Scale Disproportionate to Population Suggests Historical or Multiple Records
The advertised dataset totals 160 million records in a country with an estimated population near 102 million, suggesting the export could contain historical entries, multiple records per person, or repeated data from multiple reporting institutions. The criminal post further claimed the full dataset exceeds 2.6 billion lines across many categories, an assertion that underscores the potential size and complexity of the breach if confirmed.
Attack Vector And Lack of Extortion
ReSecurity reported that the criminals said they exploited a known, unpatched vulnerability in end-of-life software used by CIC. According to the researchers, the attackers did not attempt to extort CIC or the Vietnamese government, stating an extortion attempt was unlikely to succeed. Instead, the group opted to list the data openly for sale on underground markets.
Breach Raises National and Criminal Concerns
Security experts describe breaches of national credit bureaus as among the worst-case scenarios because a single, centralized repository can contain identifiers and financial markers that affect a very large portion of the population. “Breaching it exposed a single point of failure affecting nearly the entire population,” ReSecurity wrote in its findings.

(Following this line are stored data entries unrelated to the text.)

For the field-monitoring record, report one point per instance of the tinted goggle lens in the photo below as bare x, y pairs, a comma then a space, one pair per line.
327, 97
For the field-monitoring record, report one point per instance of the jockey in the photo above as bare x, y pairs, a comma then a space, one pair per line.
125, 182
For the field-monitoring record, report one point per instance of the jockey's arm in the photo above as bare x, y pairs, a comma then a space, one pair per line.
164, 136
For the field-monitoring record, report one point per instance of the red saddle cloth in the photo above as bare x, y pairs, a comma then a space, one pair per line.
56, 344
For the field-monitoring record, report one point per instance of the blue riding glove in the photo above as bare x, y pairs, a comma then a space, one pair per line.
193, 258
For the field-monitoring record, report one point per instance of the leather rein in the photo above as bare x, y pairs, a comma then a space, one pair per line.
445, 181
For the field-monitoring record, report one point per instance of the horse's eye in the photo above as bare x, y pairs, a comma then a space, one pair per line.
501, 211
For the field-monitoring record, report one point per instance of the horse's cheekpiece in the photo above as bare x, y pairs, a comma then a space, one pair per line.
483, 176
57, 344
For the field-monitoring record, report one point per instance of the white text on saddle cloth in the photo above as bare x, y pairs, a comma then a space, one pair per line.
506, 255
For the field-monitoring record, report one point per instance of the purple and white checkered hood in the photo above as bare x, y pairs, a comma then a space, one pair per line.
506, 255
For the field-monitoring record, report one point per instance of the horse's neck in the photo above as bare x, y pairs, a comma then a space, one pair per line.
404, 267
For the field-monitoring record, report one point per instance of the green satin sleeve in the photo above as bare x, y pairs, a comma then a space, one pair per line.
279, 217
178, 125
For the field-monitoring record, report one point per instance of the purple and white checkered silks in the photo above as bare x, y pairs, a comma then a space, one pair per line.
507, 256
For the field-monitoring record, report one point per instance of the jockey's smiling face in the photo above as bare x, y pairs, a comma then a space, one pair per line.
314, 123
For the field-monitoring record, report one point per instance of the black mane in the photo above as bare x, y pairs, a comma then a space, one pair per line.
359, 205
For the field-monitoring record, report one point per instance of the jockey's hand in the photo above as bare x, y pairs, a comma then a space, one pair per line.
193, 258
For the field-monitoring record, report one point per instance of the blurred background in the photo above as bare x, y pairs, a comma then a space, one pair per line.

Researchers warn the stolen data has immediate criminal value on underground markets. On the dark web, individual credit profiles and government IDs can be monetized for fraud, identity theft, and account takeover. The post-sale uses range from targeted phishing and social engineering to financial fraud and possible nation-state interest for intelligence and surveillance.
Authorities Urge Caution and Strict Legal Penalties Announced
Vietnamese authorities have urged citizens and organizations not to download, share, or otherwise exploit the leaked data. The central bank warned institutions that unauthorized collection, processing, use, or distribution of credit information will be subject to strict penalties under Vietnamese law and that violators will face fines and prosecution.
Officials continue to investigate, and CIC has been ordered to cooperate fully with the central bank and law enforcement as the inquiry proceeds.
ShinyHunters is a well-known cybercriminal group with a history of high-profile data thefts. Recently the gang was reported to operate as part of an ad-hoc conglomerate with other groups, but that coalition appears to have ceased public activity even as marketplace listings and remnants of their operations remain active.